Bug 103202 - Tearing with reverse prime (intel primary, nouveau secondary)
Summary: Tearing with reverse prime (intel primary, nouveau secondary)
Status: RESOLVED MOVED
Alias: None
Product: xorg
Classification: Unclassified
Component: Driver/modesetting (show other bugs)
Version: 7.7 (2012.06)
Hardware: x86-64 (AMD64) Linux (All)
: medium normal
Assignee: Xorg Project Team
QA Contact: Xorg Project Team
URL:
Whiteboard:
Keywords:
Depends on:
Blocks:
 
Reported: 2017-10-10 20:00 UTC by post+fdo
Modified: 2018-12-13 18:13 UTC (History)
2 users (show)

See Also:
i915 platform:
i915 features:


Attachments
Xorg log file (49.15 KB, text/plain)
2017-10-12 17:42 UTC, post+fdo
no flags Details

Description post+fdo 2017-10-10 20:00:19 UTC
I have a Lenovo P50 and I am using Debian testing with Xorg 7.7 and Linux 4.12.  The machine has its HDMI connector wired to the built-in NVidia card GM107GLM (Quadro M2000M).  I am calling `xrandr --setprovideroutputsorce` to make the connectors on the NVidia card available in my Xorg session.  On the Xorg side, both cards are using the modesetting driver.  My DE is Gnome 3.26.
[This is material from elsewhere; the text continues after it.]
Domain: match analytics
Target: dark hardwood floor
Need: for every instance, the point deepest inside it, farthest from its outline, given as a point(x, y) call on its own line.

With this setup, I am seeing no tearing when I run full-screen OpenGL applications on the internal screen.  However, when I do the same on a screen connected via HDMI, there is tearing.  I am seeing the tearing both in my little test application (https://git.ralfj.de/gltest.git) and when scrolling in Firefox.
Comment 1 Ilia Mirkin 2017-10-10 21:06:40 UTC
I'm told that tearing with reverse prime is expected. Not really a nouveau issue. My guess is that if you were to flip them around and run the nvidia board as primary, you'd see tearing on the intel-connected screen.
Comment 2 Chris Wilson 2017-10-10 21:16:29 UTC
Both DRI2 and DRI3 do prime by copying onto the slaves (though DRI3 should be quite capable of passing over scanout buffers fitting to the slave CRTC). This requires additional steps in the slave ddx to avoid the tear. -intel/radeon both offer the option to stage that copy into a back buffer for flipping to avoid the tear; but yes, X tears by default.
Comment 3 post+fdo 2017-10-11 08:45:45 UTC
> I'm told that tearing with reverse prime is expected.

That would still be a bug then though?  Clearly some form of synchronization should be supported.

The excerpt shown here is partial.